Large language models (LLMs) show early signs of artificial general intelligence but struggle with hallucinations. One promising solution to mitigate these hallucinations is to store external knowledge as embeddings, aiding LLMs in retrieval-augmented generation. However, such a solution risks compromising privacy, as recent studies experimentally showed that the original text can be partially reconstructed from text embeddings by pre-trained language models. The significant advantage of LLMs over traditional pre-trained models may exacerbate these concerns. To this end, we investigate the effectiveness of reconstructing original knowledge and predicting entity attributes from these embeddings when LLMs are employed. Empirical findings indicate that LLMs significantly improve the accuracy of two evaluated tasks over those from pre-trained models, regardless of whether the texts are in-distribution or out-of-distribution. This underscores a heightened potential for LLMs to jeopardize user privacy, highlighting the negative consequences of their widespread use. We further discuss preliminary strategies to mitigate this risk.

Figures (5)

• Figure 1: The fine-tuning of the foundation attack model. Initially, the attacker queries the target embedding model to convert the collected text into text embeddings. To signify the completion of the embedding input, an EOS (End-of-Sentence) token is appended to the text embedding. Next, the attacker selects the pre-trained GPT2 model as the attack model and uses the collected text and corresponding text embeddings as a dataset to train the attack model. When a text embedding is input, the attack model is trained to sequentially reconstruct the related original text.
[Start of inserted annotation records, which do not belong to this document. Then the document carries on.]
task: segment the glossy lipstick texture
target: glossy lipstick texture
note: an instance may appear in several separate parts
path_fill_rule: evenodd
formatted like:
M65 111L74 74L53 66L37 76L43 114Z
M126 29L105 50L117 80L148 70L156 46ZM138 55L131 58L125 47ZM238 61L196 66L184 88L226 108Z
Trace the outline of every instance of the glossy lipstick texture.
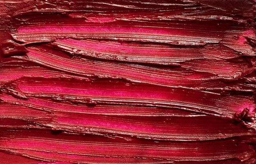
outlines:
M0 163L256 162L255 1L0 4Z

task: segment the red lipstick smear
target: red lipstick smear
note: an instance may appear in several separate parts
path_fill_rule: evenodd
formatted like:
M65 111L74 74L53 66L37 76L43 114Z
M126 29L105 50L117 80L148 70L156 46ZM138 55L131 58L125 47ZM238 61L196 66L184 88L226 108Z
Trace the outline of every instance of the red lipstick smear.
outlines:
M255 1L1 4L0 163L256 162Z

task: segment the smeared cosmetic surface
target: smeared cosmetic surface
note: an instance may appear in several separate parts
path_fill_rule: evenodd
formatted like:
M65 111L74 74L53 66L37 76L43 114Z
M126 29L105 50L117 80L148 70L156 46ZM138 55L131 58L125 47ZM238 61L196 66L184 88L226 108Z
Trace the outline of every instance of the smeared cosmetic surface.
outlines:
M0 164L255 163L256 9L0 1Z

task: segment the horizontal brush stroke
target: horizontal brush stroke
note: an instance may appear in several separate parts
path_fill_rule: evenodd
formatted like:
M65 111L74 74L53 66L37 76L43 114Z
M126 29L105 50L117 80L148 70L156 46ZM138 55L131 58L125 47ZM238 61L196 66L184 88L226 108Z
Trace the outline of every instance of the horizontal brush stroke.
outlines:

• Figure 2: The similarity between the evaluation datasets and the Wiki dataset v.s. the best reconstruction performance.
• Figure 3: Impact of disclosed original texts volume on text reconstruction accuracy. Each column represents a different target embedding model. The first and second rows represent the reconstruction performance concerning the BLEU-1 and ROUGE-1 metrics, respectively.
• Figure 4: Influence of the text length. Error bars represent the mean reconstruction accuracy with 95% confidence intervals obtained from 10 independent trials, and each column corresponds to a different target embedding model.
• Figure 5: The inference framework of sensitive attributes. The attacker employs the same embedding model to convert original text and candidate attributes into embeddings. The attacker then identifies the attribute that exhibits the highest cosine similarity between its embedding and text embedding as sensitive information of the original text.